Ask insurers about the importance of good customer service, and you’ll likely get similar responses: “It’s very important, and we pride ourselves on good customer service.”
And it may, in fact, be more important than ever. Heightened competition and more-informed and demanding consumers are causing insurers worldwide to rethink their technology strategies, according to a new report from London-based independent market analyst Datamonitor. Insurers can no longer afford to provide poor customer service, nor can they continue failing to understand each policyholder, says Datamonitor’s report. The report, “CRM in Global Insurance,” concludes that in order to remain competitive and maintain profitability, life and non-life insurers globally must expand beyond their core competency of risk management, and focus on customer management.
By focusing on the customer, Datamonitor points out, insurers will be able to identify and grow the most profitable ones, while minimizing the resources spent on the less profitable customers.
But how do those insurers really know they’re providing good customer service? The answer is metrics. And with the growing avenues of customer service—Web sites, call centers, agents, third-party providers and e-mails—insurers may struggle to keep all of it straight.
CALL CENTER ACTIVITY
The age-old source of customer service, the call center, sees a lot of action from customers, and insurers have different views of what makes a call center “good.”
“Speed remains a core quality metric for many organizations, but that is just one important facet of customer service,” says Joe Heinen, VP of corporate marketing at Daly City, Calif.-based Genesys Telecommunications Laboratories Inc.
Efficiency and accuracy when addressing the customer’s issues are just as important. In fact, a recent Genesys survey of C-level executives in a variety of industries, including insurance, shows that most executives underestimate the emphasis their organization places on efficiency, and overestimate how easy their organization makes it for customers to purchase during interactions. For example, 55% of the C-level executives polled believe their operations use the average speed to answer as a critical metric, compared to 70% of customer service professionals. On a worldwide basis, 67% of all organizations considered this a key metric.
The Genesys report, “The Executive Disconnect, The Strategic Alignment of Customer Service,” also discovered that among C-level executives, 41% think they measure the experience in self-service by quality rather than just cost savings, but only 35% of customer service professionals think so. At the same time, 36% of the executives think their customer service is measured on revenue per call, when in reality only 28% of customer service professionals validate that notion. Amongst global respondents, 30% say they measure revenue per call.
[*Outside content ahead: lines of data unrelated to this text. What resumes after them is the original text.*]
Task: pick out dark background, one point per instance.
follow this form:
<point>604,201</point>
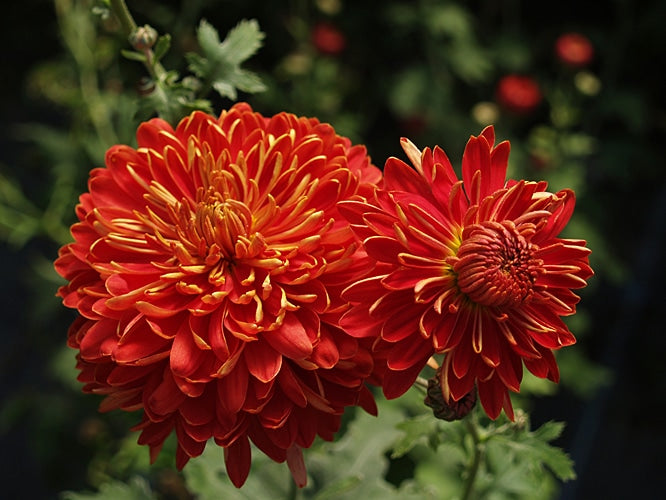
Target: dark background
<point>616,437</point>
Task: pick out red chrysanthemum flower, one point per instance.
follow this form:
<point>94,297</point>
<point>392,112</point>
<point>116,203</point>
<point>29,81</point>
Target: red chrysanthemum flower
<point>328,39</point>
<point>472,268</point>
<point>518,94</point>
<point>207,269</point>
<point>574,50</point>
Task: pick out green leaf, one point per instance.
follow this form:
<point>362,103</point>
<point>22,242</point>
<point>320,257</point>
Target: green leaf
<point>136,489</point>
<point>134,56</point>
<point>219,64</point>
<point>162,46</point>
<point>534,448</point>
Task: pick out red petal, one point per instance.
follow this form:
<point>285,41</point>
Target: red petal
<point>165,399</point>
<point>262,360</point>
<point>186,356</point>
<point>410,352</point>
<point>398,176</point>
<point>396,383</point>
<point>232,389</point>
<point>296,465</point>
<point>292,340</point>
<point>492,394</point>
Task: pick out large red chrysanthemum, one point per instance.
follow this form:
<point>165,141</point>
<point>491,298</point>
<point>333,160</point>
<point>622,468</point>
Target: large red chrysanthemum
<point>472,268</point>
<point>207,269</point>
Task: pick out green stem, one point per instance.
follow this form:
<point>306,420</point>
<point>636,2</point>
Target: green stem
<point>476,459</point>
<point>155,68</point>
<point>119,8</point>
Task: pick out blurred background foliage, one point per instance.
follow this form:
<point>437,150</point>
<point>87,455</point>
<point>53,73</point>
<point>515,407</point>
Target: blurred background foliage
<point>431,70</point>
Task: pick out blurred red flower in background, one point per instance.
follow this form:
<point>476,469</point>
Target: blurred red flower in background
<point>574,50</point>
<point>518,94</point>
<point>472,268</point>
<point>328,39</point>
<point>207,267</point>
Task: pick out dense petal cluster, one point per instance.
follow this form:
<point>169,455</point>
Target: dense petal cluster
<point>472,268</point>
<point>207,267</point>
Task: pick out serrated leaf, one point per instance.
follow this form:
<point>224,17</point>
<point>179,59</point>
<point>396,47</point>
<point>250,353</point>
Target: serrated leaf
<point>242,42</point>
<point>534,447</point>
<point>225,89</point>
<point>134,56</point>
<point>136,489</point>
<point>219,63</point>
<point>248,81</point>
<point>416,430</point>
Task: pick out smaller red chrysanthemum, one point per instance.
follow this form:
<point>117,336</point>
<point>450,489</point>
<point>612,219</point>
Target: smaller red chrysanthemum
<point>518,94</point>
<point>574,50</point>
<point>471,268</point>
<point>207,267</point>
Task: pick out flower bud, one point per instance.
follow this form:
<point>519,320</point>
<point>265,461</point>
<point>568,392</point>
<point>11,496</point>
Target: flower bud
<point>143,38</point>
<point>448,410</point>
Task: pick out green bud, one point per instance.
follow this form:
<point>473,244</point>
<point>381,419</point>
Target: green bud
<point>143,38</point>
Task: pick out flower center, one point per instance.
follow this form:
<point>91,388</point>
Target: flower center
<point>495,265</point>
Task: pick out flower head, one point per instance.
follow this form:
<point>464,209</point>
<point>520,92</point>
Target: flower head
<point>471,268</point>
<point>328,39</point>
<point>207,267</point>
<point>574,50</point>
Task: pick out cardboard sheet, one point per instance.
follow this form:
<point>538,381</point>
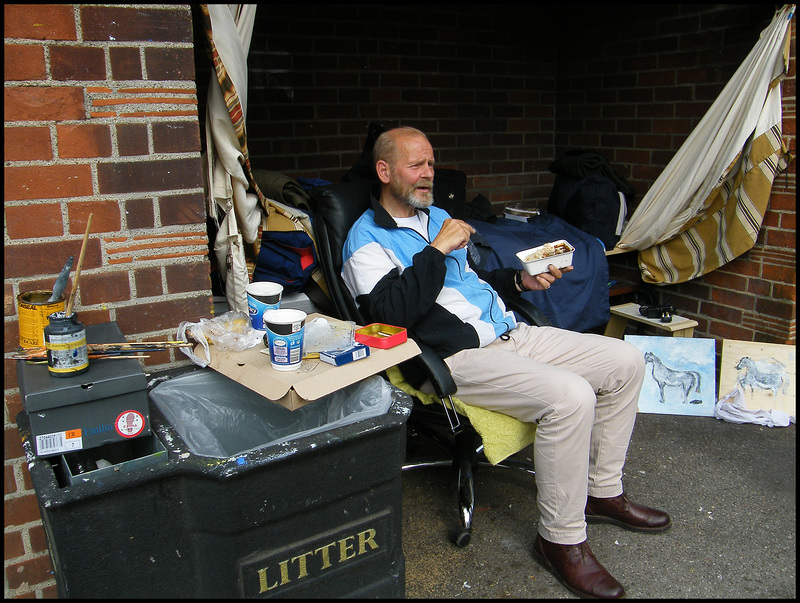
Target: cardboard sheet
<point>311,381</point>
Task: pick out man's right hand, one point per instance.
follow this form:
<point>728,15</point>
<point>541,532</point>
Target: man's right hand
<point>453,235</point>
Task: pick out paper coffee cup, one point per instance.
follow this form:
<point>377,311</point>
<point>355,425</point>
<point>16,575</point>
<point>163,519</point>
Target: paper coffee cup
<point>262,296</point>
<point>284,338</point>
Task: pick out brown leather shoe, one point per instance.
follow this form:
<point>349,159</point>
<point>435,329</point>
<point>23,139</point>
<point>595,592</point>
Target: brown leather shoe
<point>577,568</point>
<point>626,514</point>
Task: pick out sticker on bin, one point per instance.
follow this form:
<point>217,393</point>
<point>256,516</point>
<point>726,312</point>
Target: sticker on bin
<point>382,336</point>
<point>345,356</point>
<point>59,442</point>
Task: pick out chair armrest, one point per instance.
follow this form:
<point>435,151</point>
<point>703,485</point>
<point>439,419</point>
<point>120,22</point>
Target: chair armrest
<point>429,366</point>
<point>529,312</point>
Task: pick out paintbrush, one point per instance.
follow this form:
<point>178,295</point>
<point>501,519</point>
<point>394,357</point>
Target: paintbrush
<point>68,311</point>
<point>61,281</point>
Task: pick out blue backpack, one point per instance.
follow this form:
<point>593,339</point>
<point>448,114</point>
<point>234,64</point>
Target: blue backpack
<point>287,258</point>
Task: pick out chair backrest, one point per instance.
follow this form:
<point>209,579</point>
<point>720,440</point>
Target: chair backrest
<point>336,207</point>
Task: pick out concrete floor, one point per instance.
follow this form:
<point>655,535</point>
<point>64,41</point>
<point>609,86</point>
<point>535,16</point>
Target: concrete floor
<point>730,490</point>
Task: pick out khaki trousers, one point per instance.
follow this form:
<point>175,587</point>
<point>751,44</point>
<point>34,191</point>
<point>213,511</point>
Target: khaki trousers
<point>582,390</point>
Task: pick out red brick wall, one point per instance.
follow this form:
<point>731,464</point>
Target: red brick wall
<point>100,118</point>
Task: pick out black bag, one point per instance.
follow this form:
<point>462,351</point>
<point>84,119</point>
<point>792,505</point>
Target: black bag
<point>586,193</point>
<point>591,204</point>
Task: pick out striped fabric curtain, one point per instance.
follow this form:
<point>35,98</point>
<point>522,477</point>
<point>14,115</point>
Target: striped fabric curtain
<point>229,30</point>
<point>707,206</point>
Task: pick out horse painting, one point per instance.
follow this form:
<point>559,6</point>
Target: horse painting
<point>665,377</point>
<point>764,374</point>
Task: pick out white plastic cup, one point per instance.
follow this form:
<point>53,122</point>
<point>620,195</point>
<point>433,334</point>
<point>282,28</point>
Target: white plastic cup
<point>262,296</point>
<point>284,338</point>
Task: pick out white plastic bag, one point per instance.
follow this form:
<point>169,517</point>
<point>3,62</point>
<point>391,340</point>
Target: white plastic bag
<point>218,417</point>
<point>231,332</point>
<point>732,408</point>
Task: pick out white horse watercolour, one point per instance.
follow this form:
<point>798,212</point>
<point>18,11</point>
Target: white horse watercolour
<point>765,372</point>
<point>680,376</point>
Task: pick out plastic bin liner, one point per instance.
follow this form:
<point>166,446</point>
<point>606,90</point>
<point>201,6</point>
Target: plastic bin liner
<point>218,417</point>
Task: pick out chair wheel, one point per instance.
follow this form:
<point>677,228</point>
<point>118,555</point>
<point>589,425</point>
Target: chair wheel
<point>461,537</point>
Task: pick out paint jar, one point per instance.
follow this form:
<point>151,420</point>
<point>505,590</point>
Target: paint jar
<point>33,312</point>
<point>65,341</point>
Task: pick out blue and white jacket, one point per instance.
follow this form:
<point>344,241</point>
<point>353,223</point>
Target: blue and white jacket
<point>397,278</point>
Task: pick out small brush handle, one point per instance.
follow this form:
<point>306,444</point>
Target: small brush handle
<point>68,311</point>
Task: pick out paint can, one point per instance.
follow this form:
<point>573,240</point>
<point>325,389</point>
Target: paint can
<point>65,341</point>
<point>33,312</point>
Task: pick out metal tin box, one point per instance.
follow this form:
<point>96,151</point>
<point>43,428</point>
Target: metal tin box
<point>107,403</point>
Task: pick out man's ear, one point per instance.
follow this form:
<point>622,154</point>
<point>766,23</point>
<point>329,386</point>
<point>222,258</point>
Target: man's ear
<point>382,169</point>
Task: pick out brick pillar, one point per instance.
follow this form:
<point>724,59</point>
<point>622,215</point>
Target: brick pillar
<point>100,109</point>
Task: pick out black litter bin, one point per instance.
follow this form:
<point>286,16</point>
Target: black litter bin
<point>313,516</point>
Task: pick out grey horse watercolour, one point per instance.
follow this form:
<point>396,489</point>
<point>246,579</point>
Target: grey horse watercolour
<point>680,376</point>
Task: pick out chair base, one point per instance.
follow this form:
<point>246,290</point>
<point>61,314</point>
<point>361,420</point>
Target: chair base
<point>464,453</point>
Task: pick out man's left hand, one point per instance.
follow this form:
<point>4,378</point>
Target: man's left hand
<point>543,281</point>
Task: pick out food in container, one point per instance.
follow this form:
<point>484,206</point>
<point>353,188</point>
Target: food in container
<point>537,259</point>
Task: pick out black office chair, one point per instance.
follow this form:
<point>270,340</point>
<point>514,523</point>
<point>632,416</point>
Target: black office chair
<point>335,208</point>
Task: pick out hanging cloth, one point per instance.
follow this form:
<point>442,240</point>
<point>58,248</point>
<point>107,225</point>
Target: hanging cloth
<point>707,206</point>
<point>229,30</point>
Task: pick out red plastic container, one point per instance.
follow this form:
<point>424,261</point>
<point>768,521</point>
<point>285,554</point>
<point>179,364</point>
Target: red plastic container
<point>381,336</point>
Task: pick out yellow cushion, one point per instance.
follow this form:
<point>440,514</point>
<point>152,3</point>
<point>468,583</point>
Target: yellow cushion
<point>502,435</point>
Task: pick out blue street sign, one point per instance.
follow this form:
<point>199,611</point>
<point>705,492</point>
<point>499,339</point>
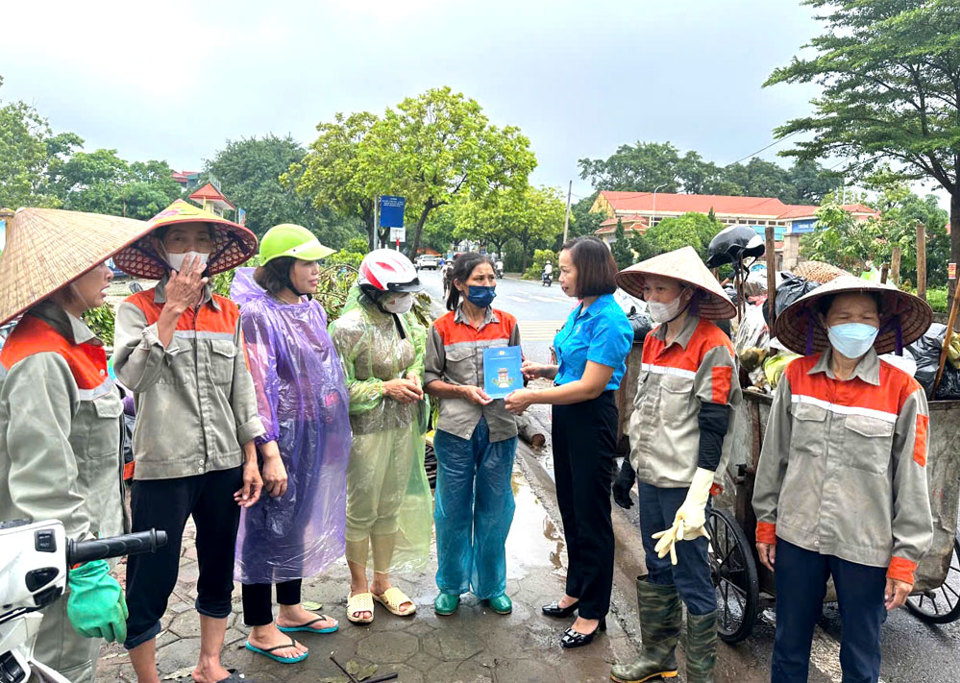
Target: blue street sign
<point>391,211</point>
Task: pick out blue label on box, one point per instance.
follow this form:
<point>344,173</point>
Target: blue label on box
<point>501,371</point>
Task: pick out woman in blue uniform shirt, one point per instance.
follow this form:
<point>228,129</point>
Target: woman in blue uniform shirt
<point>591,349</point>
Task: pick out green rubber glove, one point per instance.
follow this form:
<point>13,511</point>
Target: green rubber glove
<point>95,605</point>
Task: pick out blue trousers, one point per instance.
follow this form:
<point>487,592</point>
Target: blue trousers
<point>691,575</point>
<point>801,580</point>
<point>473,511</point>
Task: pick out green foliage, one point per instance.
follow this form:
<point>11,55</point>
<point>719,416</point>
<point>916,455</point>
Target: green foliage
<point>249,172</point>
<point>890,91</point>
<point>101,322</point>
<point>102,182</point>
<point>540,257</point>
<point>653,166</point>
<point>431,149</point>
<point>27,149</point>
<point>691,229</point>
<point>532,217</point>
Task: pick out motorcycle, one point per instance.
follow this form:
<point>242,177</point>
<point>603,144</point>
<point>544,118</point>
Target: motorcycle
<point>34,575</point>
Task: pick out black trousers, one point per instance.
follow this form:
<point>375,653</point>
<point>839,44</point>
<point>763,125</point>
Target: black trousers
<point>257,607</point>
<point>584,442</point>
<point>165,504</point>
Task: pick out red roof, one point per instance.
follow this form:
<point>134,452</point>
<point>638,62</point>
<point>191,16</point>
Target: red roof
<point>210,193</point>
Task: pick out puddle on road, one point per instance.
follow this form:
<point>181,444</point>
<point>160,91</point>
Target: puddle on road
<point>535,542</point>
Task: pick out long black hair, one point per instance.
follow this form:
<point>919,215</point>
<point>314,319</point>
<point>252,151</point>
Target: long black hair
<point>462,270</point>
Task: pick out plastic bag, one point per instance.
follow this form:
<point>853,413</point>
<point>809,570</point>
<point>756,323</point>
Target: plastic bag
<point>303,402</point>
<point>752,333</point>
<point>792,288</point>
<point>926,351</point>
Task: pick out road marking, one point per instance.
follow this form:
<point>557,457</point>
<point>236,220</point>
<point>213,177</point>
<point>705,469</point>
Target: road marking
<point>539,330</point>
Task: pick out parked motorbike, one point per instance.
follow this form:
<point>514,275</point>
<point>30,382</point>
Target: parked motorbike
<point>33,574</point>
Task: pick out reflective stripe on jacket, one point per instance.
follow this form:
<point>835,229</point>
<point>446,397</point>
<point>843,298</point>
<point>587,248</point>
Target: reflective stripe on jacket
<point>842,470</point>
<point>195,398</point>
<point>455,356</point>
<point>675,380</point>
<point>60,427</point>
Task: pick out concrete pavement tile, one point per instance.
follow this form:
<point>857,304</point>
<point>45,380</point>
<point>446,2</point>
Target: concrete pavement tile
<point>388,647</point>
<point>178,654</point>
<point>459,672</point>
<point>517,670</point>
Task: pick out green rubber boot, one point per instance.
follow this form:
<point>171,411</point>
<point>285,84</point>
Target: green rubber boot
<point>659,629</point>
<point>701,649</point>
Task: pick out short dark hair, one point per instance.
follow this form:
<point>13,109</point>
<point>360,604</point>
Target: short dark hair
<point>274,276</point>
<point>463,267</point>
<point>596,267</point>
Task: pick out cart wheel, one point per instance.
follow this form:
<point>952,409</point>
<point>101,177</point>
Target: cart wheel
<point>940,605</point>
<point>734,574</point>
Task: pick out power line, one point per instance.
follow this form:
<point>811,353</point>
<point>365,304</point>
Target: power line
<point>763,149</point>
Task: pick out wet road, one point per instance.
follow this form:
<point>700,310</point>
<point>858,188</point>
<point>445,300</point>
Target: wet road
<point>912,650</point>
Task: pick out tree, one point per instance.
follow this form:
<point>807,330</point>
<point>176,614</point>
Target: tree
<point>333,174</point>
<point>27,148</point>
<point>249,171</point>
<point>890,73</point>
<point>531,216</point>
<point>438,146</point>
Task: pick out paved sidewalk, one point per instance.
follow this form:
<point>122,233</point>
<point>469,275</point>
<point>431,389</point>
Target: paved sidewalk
<point>475,645</point>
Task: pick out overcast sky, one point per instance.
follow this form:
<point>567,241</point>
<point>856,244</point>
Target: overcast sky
<point>174,80</point>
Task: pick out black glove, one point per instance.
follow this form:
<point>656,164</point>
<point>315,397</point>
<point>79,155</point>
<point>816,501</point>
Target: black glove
<point>623,484</point>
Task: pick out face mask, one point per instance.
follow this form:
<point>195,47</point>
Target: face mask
<point>852,339</point>
<point>481,297</point>
<point>176,260</point>
<point>397,303</point>
<point>664,313</point>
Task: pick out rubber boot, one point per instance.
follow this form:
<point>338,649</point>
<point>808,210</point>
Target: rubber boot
<point>701,650</point>
<point>659,629</point>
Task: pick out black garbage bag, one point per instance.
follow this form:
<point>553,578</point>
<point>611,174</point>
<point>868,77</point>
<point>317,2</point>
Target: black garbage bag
<point>642,324</point>
<point>926,350</point>
<point>792,288</point>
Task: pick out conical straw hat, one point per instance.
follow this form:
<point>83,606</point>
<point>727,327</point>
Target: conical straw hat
<point>48,248</point>
<point>233,244</point>
<point>684,265</point>
<point>901,314</point>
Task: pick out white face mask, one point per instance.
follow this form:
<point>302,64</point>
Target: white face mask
<point>397,303</point>
<point>663,313</point>
<point>176,260</point>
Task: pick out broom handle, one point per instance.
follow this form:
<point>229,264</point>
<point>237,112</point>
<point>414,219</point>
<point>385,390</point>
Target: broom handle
<point>948,337</point>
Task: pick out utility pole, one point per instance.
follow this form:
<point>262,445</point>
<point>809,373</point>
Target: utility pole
<point>566,217</point>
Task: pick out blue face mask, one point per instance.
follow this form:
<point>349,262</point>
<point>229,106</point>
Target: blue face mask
<point>481,297</point>
<point>852,339</point>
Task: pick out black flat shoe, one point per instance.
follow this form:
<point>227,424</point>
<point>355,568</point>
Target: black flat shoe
<point>555,610</point>
<point>572,639</point>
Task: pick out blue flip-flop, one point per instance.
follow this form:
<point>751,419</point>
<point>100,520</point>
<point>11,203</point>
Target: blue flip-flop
<point>307,628</point>
<point>268,652</point>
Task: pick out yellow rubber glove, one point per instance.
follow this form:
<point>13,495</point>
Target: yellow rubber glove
<point>690,519</point>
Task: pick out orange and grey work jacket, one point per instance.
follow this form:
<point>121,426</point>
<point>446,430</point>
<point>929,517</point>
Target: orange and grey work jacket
<point>842,470</point>
<point>60,427</point>
<point>195,398</point>
<point>455,355</point>
<point>686,395</point>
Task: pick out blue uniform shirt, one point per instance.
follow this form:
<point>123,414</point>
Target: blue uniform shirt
<point>601,333</point>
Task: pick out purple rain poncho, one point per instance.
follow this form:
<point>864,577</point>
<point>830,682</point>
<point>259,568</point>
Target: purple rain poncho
<point>303,402</point>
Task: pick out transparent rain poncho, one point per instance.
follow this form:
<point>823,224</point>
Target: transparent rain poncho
<point>303,402</point>
<point>388,496</point>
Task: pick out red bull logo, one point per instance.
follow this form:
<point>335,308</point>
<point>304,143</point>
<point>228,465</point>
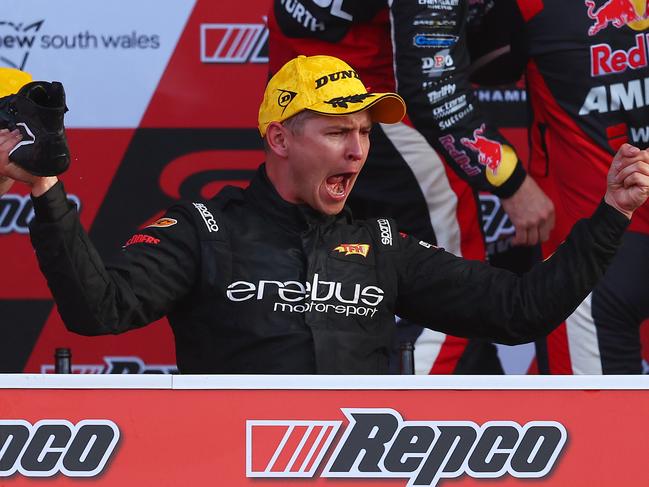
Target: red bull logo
<point>489,151</point>
<point>351,249</point>
<point>617,13</point>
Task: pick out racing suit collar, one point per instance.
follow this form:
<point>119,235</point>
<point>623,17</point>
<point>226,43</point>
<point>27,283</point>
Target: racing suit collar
<point>263,194</point>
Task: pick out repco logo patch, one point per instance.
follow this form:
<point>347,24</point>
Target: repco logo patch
<point>378,443</point>
<point>56,446</point>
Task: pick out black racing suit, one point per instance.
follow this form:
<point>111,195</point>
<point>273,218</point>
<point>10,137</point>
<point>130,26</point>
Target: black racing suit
<point>426,171</point>
<point>253,284</point>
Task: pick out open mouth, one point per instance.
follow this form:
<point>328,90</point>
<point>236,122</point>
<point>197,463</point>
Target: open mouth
<point>338,184</point>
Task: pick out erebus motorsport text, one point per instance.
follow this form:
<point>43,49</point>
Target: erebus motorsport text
<point>297,297</point>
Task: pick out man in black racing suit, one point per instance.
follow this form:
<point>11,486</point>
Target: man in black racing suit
<point>279,278</point>
<point>427,170</point>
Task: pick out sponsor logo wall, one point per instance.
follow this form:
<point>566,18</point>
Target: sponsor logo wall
<point>274,434</point>
<point>163,103</point>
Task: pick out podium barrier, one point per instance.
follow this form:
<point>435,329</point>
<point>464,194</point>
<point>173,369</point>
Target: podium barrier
<point>337,431</point>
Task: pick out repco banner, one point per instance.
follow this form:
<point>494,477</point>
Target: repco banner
<point>378,443</point>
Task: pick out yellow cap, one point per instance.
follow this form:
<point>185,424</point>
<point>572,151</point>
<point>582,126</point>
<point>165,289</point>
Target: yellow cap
<point>326,85</point>
<point>11,80</point>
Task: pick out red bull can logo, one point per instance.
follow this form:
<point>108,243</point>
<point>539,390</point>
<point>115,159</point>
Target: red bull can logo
<point>618,13</point>
<point>489,151</point>
<point>499,159</point>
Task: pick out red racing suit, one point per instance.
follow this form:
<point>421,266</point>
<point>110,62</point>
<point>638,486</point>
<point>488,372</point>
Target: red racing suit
<point>425,171</point>
<point>586,67</point>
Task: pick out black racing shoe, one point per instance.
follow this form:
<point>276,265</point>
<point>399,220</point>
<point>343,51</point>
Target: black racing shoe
<point>37,111</point>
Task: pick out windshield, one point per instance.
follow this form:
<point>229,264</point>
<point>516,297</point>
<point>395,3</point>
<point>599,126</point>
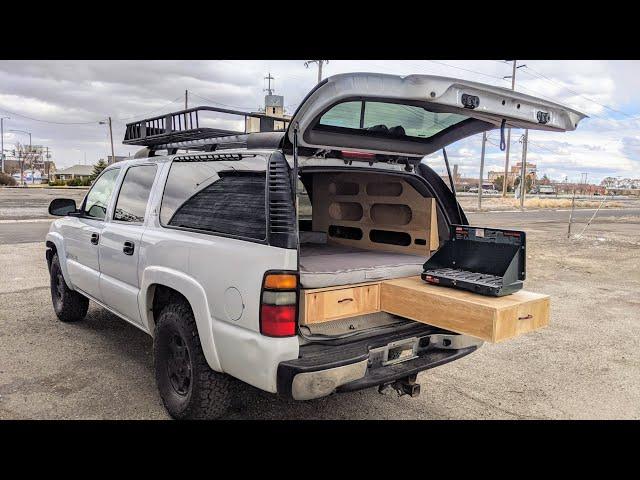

Technology platforms, such as automatic call distribution (ACD) and interactive voice response (IVR) systems, can provide a wealth of data, according to Heinen. But a critical strategic element that focuses on the metrics that actually predict success is missing. “Call centers often treat ACD reports like an accounting system,” he says. “If they’re off by two calls, they spend time and effort trying to figure out why they’re off by two calls. However, the goal is to generate additional sales, drive down costs, build strong relationships or achieve whatever goal is vitally important.”
While customer satisfaction remains the most measured metric (70%), others measured are operational in nature: 68% measure call duration, 67% measure average speed to answer and 56% measure first call resolution rate, according to the Genesys report.
The measuring process does make a difference in the outcome, assuming the insurer continuously monitors the process and acts on its results. Making meaningful performance improvements will require a cultural transformation and a new measurement and analysis paradigm, according to Heinen. This means creating a more strategic focus of measuring what’s truly important—switching the call center’s mindset from meeting arbitrary efficiency metrics to maximizing the value of each interaction.